1.4.2.Is the end-to-end performance of point to point MPI calls appropriate?

Configuration file mpi/views/point2point/s_r_bandwidths.cfg displays the actual amount of communication bandwidth used by each process in the application (one view for send bandwidth, one for the receive bandwidth and one for the sum).

What you will see:  Timelines reporting for each thread at each point in time the equivalent bandwidth (incoming/outgoing/total) of all point to point message transfers the thread is involved (you may have to open the incoming and outgoing views from within the “Visualizer Module” window). For each message, the equivalent bandwidth it contributes during the duration of the transfer is equal to the ratio between the message size and the duration of such transfer. Every message contributes with such value both to the sender thread on the “Send Bandwidth” view, to the receiver thread on the “Recv Bandwidth view”. The “Process Bandwidth view” is the point wise addition of the other two.

Some interpretation capabilities:

  • The send or receive bandwidth are physically limited by the total bandwidth a process can inject/drain from the network. From the knowledge of the architecture we can infer what this value should be and this is a fair reference against which to compare the observed metric.

  • The patterns of the send and receive vies may be similar or different. A similar pattern indicates an application where the communication structure is relatively homogeneous (exchanges between pairs of processes, shifts,…) Differences in the pattern will show up in cases with differentiated behavior between processes (some senders/some receivers). If the number of senders of receivers is small this view may point to potential bottleneck processes.

Further uses of the configuration file:

  • We can compute a histogram of either send or receive bandwidth and identify how close or far from the theoretical limit is what the application demands/achieves. Using the “Open Control Window Zoom 2D” button we can identify in the timeline regions of a specific range of interest (good or bad performance).



1.4.3.What are the message sizes used by point to point calls in the program?

A typical concern when an MPI program does not scale is that it may be using many small messages. We may for many reasons also be interested in finding which message sizes are used by the application. This is computed by configuration file cfgs/mpi/analysis/point2point/3dh_msgsize_per_pt2pt_call.cfg can be used.

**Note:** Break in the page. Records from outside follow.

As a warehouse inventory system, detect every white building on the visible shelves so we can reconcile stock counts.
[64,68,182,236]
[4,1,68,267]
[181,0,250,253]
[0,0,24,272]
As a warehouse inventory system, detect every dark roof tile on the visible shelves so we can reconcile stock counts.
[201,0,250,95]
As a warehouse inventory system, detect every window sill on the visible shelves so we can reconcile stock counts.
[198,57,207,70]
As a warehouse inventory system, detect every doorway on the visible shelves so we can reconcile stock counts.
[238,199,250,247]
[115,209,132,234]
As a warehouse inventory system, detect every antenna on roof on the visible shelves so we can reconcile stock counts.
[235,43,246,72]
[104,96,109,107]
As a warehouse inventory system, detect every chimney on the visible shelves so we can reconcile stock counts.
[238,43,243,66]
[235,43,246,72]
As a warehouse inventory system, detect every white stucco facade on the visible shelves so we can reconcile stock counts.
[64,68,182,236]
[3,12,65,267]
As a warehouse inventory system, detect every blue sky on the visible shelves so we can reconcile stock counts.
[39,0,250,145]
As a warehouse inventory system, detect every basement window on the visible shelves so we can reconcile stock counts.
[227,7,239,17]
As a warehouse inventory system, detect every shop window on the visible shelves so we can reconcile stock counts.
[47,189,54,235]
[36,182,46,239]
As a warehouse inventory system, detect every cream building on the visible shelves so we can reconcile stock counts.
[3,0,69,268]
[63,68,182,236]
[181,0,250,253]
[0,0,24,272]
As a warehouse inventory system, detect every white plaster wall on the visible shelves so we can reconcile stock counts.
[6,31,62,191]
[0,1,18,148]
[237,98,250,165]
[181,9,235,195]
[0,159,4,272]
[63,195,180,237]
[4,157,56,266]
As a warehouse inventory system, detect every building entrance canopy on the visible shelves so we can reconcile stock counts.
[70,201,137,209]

What you will see:  A histogram with one row for each thread and one column (bin) for each range of message sizes of the point to point MPI calls. There is actually one such histogram for each MPI point to point call. The selector “Fixed Value” at the bottom of the 3D window can be used to select the desired MPI call. The value in an entry of the table indicates the total number of messages within that range of sizes sent/received by the selected MPI call.

If a program uses very large message sizes, the bins of the histogram will be very large, and several message sizes may fall in one such bin. If you are interested in differentiating message sizes in a small range you may use the 2D zoom capability. Applications tend not to use many different message sizes, so you expect to see a few vertical stripes in the 2D table. You can use the “Hide null entries” button of the 2D window and small bin ranges (delta) to get a table with just one column for each one of the message sizes used by the program.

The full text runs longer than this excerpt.